To find the area of one petal of the polar curve r = 3sin(2θ), we use the formula for the area A of a polar curve: A = 1/2 ∫[a,b] (r(θ))^2 dθ.

Since we're looking for the area of one petal, we need to find the limits of integration a and b. For the curve r = 3sin(2θ), a petal starts at θ = 0 and ends when sin(2θ) = 0 again. This happens at θ = π/2.

So, the area A of one petal is given by:

A = 1/2 ∫[0,π/2] (3sin(2θ))^2 dθ = 1/2 ∫[0,π/2] 9sin^2(2θ) dθ.
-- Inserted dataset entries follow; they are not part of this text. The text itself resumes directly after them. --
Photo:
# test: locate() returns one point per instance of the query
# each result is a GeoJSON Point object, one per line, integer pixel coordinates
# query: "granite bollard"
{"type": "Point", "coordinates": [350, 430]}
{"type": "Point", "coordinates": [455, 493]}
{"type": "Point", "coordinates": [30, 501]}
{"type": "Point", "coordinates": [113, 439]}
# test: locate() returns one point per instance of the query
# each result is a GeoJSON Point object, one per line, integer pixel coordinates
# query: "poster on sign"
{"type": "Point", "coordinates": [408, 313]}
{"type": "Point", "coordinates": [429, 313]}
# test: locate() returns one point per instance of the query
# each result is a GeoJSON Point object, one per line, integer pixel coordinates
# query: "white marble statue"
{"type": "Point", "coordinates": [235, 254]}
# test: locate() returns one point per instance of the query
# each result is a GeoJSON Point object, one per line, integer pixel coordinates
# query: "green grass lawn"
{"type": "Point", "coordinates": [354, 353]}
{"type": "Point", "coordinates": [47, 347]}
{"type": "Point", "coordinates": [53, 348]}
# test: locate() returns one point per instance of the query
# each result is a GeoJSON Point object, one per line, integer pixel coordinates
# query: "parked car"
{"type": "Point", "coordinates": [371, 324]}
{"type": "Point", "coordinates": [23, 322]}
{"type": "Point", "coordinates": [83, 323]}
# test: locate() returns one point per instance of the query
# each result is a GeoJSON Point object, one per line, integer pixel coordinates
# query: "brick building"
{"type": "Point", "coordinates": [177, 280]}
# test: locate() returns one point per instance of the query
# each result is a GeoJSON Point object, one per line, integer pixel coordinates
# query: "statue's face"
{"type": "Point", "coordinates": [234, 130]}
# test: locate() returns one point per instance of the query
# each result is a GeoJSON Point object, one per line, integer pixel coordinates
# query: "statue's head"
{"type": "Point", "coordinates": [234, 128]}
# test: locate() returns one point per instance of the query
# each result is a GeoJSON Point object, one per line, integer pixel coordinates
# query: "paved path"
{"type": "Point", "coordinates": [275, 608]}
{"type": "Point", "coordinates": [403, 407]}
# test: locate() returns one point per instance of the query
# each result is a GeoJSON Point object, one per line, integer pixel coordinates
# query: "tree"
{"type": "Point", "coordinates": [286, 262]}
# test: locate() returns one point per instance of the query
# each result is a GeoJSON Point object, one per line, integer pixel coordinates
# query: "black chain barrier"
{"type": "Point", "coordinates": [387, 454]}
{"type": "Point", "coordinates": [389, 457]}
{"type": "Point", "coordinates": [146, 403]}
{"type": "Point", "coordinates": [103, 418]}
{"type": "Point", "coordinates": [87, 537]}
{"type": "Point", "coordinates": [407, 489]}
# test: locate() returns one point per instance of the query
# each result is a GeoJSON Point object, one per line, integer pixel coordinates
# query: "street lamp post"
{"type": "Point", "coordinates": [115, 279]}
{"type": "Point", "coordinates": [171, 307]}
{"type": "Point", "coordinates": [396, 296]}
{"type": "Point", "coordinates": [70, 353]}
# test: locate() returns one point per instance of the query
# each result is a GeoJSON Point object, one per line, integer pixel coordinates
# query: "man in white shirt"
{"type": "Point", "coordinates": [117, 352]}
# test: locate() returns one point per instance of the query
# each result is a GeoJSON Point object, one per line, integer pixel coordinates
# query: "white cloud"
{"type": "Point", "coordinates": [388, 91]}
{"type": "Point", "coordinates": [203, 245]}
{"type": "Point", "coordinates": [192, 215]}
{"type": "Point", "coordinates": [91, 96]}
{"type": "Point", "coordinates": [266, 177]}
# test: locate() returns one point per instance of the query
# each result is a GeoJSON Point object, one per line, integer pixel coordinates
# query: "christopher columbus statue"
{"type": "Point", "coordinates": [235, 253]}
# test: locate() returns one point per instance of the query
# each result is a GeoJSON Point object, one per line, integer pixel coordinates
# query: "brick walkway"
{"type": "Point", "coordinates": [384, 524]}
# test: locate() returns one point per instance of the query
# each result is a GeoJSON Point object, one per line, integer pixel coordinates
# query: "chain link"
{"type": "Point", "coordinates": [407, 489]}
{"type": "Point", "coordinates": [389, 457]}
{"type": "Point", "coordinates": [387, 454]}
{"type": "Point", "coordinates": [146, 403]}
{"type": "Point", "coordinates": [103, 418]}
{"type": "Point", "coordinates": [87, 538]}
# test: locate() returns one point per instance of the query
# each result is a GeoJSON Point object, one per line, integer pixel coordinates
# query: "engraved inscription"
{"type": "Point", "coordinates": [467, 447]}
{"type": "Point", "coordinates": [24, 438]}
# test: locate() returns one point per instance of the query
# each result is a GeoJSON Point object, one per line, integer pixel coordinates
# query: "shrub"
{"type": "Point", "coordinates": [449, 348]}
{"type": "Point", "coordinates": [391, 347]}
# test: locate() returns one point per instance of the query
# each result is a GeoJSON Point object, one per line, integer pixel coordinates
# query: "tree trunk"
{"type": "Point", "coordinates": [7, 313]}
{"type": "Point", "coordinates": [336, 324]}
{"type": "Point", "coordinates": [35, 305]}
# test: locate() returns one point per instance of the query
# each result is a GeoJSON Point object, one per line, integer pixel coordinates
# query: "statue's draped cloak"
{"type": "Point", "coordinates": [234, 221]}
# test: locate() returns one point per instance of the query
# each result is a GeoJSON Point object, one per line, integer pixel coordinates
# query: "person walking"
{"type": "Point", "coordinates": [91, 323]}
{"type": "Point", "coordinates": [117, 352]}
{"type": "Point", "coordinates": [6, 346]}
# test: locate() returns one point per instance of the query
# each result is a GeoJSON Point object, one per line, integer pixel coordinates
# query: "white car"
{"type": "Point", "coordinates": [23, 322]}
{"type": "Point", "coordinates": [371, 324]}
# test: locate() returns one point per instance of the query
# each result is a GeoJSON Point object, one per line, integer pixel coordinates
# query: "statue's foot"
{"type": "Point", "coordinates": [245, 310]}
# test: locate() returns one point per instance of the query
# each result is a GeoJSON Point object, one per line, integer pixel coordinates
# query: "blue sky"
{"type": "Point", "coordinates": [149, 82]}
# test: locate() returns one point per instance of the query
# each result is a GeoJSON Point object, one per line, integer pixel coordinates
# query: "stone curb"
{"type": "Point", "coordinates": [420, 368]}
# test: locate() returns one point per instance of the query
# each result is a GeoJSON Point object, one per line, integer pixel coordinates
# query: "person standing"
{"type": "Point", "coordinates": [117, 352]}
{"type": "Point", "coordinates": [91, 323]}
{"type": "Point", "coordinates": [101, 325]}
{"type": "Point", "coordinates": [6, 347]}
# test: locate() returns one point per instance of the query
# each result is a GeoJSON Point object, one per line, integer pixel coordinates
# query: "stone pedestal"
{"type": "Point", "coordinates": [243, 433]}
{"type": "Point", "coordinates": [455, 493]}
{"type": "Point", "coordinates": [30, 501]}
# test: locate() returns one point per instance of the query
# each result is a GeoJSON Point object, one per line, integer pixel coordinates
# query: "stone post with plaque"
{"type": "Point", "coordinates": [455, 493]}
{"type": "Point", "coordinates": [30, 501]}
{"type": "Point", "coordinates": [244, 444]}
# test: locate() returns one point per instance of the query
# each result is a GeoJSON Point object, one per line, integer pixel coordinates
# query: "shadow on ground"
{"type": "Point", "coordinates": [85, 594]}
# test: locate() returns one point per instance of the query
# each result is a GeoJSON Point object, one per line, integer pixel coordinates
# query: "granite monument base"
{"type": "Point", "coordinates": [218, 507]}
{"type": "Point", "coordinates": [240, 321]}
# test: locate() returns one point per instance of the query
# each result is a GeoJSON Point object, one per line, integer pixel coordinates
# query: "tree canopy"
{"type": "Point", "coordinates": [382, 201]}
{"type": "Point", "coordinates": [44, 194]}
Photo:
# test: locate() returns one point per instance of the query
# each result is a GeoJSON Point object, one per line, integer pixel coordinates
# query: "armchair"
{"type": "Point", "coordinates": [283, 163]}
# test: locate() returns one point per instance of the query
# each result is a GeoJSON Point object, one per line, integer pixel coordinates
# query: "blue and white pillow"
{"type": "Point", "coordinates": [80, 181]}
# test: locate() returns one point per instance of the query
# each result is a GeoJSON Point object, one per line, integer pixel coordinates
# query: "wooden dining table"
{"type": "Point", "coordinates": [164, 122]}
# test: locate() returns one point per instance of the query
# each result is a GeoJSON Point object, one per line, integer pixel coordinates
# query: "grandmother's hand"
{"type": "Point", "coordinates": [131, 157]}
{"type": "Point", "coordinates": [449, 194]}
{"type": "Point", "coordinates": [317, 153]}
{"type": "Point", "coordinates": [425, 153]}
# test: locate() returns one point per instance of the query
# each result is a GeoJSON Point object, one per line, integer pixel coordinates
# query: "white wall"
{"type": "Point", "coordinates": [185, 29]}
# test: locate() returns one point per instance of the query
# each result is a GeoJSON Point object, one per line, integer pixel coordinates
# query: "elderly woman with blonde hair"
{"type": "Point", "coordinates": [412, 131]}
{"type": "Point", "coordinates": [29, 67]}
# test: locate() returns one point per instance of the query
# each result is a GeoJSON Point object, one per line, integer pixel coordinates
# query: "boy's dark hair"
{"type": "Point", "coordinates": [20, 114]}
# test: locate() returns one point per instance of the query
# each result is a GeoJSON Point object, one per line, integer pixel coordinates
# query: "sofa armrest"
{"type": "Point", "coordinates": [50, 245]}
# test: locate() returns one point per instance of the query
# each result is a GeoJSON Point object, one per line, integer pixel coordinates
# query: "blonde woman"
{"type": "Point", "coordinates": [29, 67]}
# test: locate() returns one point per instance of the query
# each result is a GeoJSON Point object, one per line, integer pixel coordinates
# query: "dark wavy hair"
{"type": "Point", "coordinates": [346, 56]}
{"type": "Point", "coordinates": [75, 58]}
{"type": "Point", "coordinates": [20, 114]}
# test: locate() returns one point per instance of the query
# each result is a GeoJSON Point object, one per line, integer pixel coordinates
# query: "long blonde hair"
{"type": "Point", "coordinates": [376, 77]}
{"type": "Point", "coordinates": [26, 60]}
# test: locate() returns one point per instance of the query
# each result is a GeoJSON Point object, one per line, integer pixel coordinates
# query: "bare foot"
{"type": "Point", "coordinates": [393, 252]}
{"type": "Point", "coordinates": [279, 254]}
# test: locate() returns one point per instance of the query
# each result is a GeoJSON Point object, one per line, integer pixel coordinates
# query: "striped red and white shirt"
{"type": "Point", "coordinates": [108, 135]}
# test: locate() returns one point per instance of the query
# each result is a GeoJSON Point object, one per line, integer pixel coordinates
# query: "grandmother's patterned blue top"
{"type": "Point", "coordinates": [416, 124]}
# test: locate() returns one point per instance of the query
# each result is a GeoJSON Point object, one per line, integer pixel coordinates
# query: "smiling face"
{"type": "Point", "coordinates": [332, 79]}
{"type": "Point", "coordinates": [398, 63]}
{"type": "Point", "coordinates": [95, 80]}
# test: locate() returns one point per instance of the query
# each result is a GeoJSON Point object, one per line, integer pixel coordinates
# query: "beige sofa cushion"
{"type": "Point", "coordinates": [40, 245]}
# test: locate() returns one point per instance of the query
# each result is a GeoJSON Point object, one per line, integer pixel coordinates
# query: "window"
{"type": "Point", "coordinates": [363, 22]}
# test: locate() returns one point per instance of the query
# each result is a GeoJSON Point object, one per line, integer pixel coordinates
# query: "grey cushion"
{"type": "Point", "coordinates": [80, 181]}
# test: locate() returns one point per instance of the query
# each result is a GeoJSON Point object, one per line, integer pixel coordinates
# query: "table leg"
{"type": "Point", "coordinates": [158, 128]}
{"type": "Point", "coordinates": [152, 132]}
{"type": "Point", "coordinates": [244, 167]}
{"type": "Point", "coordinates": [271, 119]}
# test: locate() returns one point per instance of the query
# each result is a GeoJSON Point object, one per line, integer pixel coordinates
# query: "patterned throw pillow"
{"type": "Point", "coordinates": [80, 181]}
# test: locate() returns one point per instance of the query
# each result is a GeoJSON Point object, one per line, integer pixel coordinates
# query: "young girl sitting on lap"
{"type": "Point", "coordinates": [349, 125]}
To solve this integral, we use the power-reduction identity sin^2(x) = 1/2(1 - cos(2x)). So, the integral becomes:

A = 1/2 ∫[0,π/2] 9/2(1 - cos(4θ)) dθ = 9/4 ∫[0,π/2] (1 - cos(4θ)) dθ = 9/4 [θ - 1/4 sin(4θ)] evaluated from 0 to π/2.

Evaluating this gives:

A = 9/4 [π/2 - 1/4 sin(2π) - (0 - 1/4 sin(0))] = 9/4 [π/2 - 0] = 9/8 π.

So, the area of one petal of the curve r = 3sin(2θ) is 9/8 π square units.